|Year : 2012 | Volume
| Issue : 2 | Page : 317-319
Inflammatory myofibroblastic tumor appendix with concomitant mucosal dysplasia, simulating pseudomyxoma on preoperative aspiration cytology
Kaushik Majumdar1, Puja Sakhuja1, Sukhpreet Kaur2, Archana Rastogi3, Ranjana Gondal1, Anil Agarwal4
1 Department of Pathology, G B Pant Hospital, Jawaharlal Nehru Marg, New Delhi, India
2 Department of Pathology, Bhopal Memorial Hospital and Research centre, Bhopal, India
3 Department of Pathology, Institute of Liver and Biliary Sciences, Vasant Kunj, New Delhi, India
4 Department of Gastrointestinal Surgery, G B Pant Hospital, Jawaharlal Nehru Marg, New Delhi, India
|Date of Web Publication||26-Jul-2012|
Department of Pathology, Academic Block, G B Pant Hospital, Jawaharlal Nehru Marg, New Delhi -110002
Source of Support: None, Conflict of Interest: None
Inflammatory myofibroblastic tumor (IMT) has been described as a pseudosarcomatous proliferation of spindled myofibroblasts admixed with lymphoplasmacytic cells. The various terminologies like inflammatory pseudotumor, plasma cell granuloma, and inflammatory myofibrohistiocytic proliferation, used to describe this entity, highlight the controversial etiopathogenesis of this relatively indolent neoplasm. IMT has now been described in different anatomic locations. However, cases occurring in the gastrointestinal tract are rare with very few cases described in the appendix. We present a case of inflammatory myofibroblastic tumor appendix with mucosal dysplasia in a 41-year-old male, presenting with abdominal pain and lump in the right iliac fossa. Aspiration cytology yielded few atypical epithelial cells and spindle cells in a mucinous background, suggesting the possibility of pseudomyxoma peritonei. Awareness of IMT appendix with rare presence of mucosal dysplasia may help in preventing overzealous resection, especially in situations that on preoperative evaluation may suggest malignancy.

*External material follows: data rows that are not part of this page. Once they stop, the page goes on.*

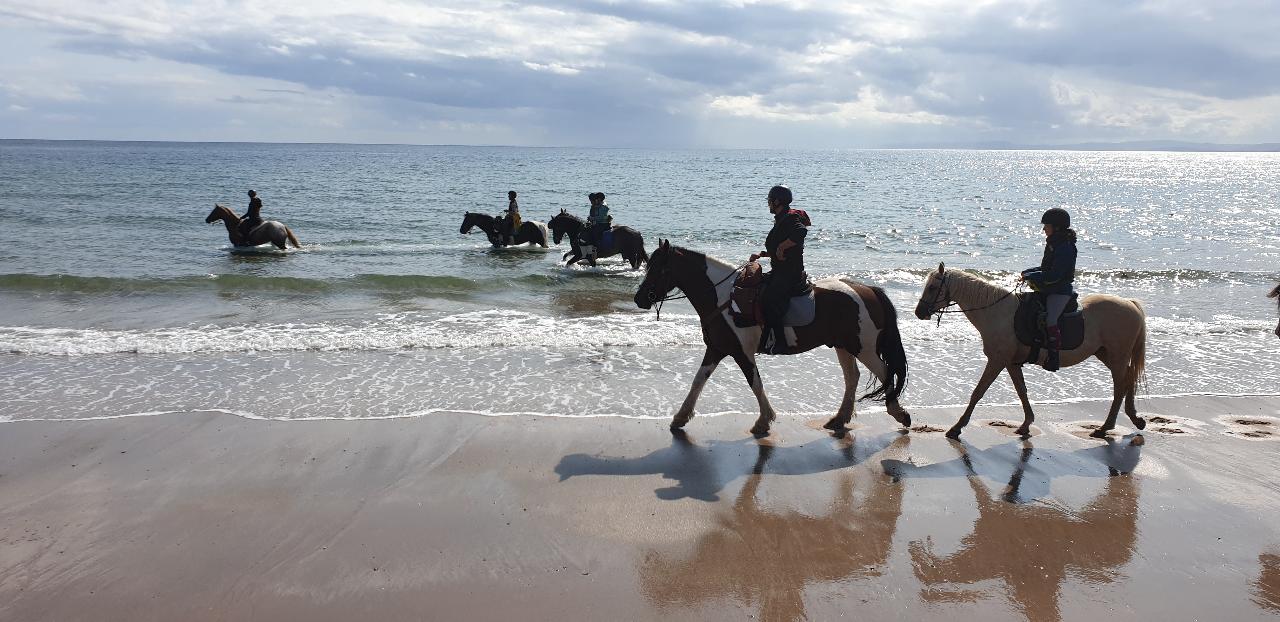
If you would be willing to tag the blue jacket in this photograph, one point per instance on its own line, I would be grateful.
(1057, 268)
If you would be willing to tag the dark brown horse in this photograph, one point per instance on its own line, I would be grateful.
(1275, 293)
(626, 241)
(270, 231)
(858, 320)
(530, 232)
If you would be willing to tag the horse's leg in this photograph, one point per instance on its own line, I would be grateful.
(1119, 370)
(877, 367)
(988, 375)
(746, 362)
(846, 405)
(686, 410)
(1015, 374)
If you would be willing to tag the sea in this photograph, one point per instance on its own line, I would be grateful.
(117, 300)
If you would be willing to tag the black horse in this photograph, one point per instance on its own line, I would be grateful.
(530, 232)
(626, 241)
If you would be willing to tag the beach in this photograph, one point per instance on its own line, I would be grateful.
(460, 516)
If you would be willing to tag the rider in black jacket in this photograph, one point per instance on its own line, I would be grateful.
(786, 277)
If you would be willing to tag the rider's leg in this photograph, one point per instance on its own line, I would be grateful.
(1054, 307)
(776, 298)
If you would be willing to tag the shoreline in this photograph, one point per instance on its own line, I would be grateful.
(209, 516)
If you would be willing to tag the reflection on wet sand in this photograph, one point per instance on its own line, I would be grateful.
(1266, 589)
(1033, 547)
(702, 471)
(767, 557)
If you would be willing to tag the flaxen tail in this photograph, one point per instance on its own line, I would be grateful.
(888, 348)
(1136, 375)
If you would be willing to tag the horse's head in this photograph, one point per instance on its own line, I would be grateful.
(218, 214)
(936, 295)
(1275, 293)
(659, 278)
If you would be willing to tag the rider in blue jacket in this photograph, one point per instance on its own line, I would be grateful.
(1054, 277)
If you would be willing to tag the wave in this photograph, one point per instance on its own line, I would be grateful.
(397, 283)
(496, 329)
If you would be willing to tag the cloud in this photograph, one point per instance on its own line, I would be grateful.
(597, 72)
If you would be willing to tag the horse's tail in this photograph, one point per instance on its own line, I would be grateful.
(640, 252)
(888, 348)
(1137, 373)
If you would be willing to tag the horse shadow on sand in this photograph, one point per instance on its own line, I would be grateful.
(702, 471)
(759, 554)
(1024, 539)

Keywords: Appendix, dysplasia, inflammatory myofibroblastic tumor, pseudomyxoma
|How to cite this article:|
Majumdar K, Sakhuja P, Kaur S, Rastogi A, Gondal R, Agarwal A. Inflammatory myofibroblastic tumor appendix with concomitant mucosal dysplasia, simulating pseudomyxoma on preoperative aspiration cytology. J Can Res Ther 2012;8:317-9
|How to cite this URL:|
Majumdar K, Sakhuja P, Kaur S, Rastogi A, Gondal R, Agarwal A. Inflammatory myofibroblastic tumor appendix with concomitant mucosal dysplasia, simulating pseudomyxoma on preoperative aspiration cytology. J Can Res Ther [serial online] 2012 [cited 2020 Oct 26];8:317-9. Available from: https://www.cancerjournal.net/text.asp?2012/8/2/317/99004
| > Introduction|| |
Inflammatory myofibroblastic tumor (IMT) still offers a great deal of diagnostic challenge. This is because of the lack of specific clinical or imaging signs, conclusive laboratory tests or characteristic gross appearance which can help in distinguishing this lesion from malignancy. Definitive diagnosis can be obtained on histopathologic assessment, supplemented by immunohistochemistry and molecular techniques. IMT originally was identified in the lung, followed by mesentery of small intestine, omentum, retroperitoneum of children and young adults.  However, it is now known to occur in any anatomic site, including liver, pancreas, spleen, gastrointestinal (GI) tract. IMT with concomitant mucosal dysplasia in vermiform appendix is likely to cause a preoperative or even intraoperative diagnostic confusion with malignancy, resulting in subsequent more aggressive surgery.
| > Case Report|| |
A 41-year-old male patient, chronic smoker presented with pain and gradually increasing lump in right lower abdomen for four months. This was associated with fever, anorexia and weight loss. He had no history of bleeding per rectum, hematemesis, past episode or contact with tuberculosis. The lump was 5 × 4 cm, hard, mobile, with mild tenderness on deep palpation. Ultrasound of abdomen revealed a 7 × 5 cm heterogeneous mass, predominantly hypoechoic and cystic with few isoechoic areas involving the appendix. Scanty amount of fluid collection was appreciated at the tip. The findings were suggestive of a solid cystic mass lesion or an abscess in the appendix. Contrast enhanced computed tomography (CECT) also provided almost similar impression. Barium meal follow-through revealed a 6.5 cm mass in right iliac fossa, indicating appendicular lesion. Fine needle aspiration cytology (FNAC) smears from the lump showed atypical epithelial cell clusters and few benign appearing spindle cells dispersed in a mucinous background, suggesting the possibility of pseudomyxoma peritonei [Figure 1], [inset].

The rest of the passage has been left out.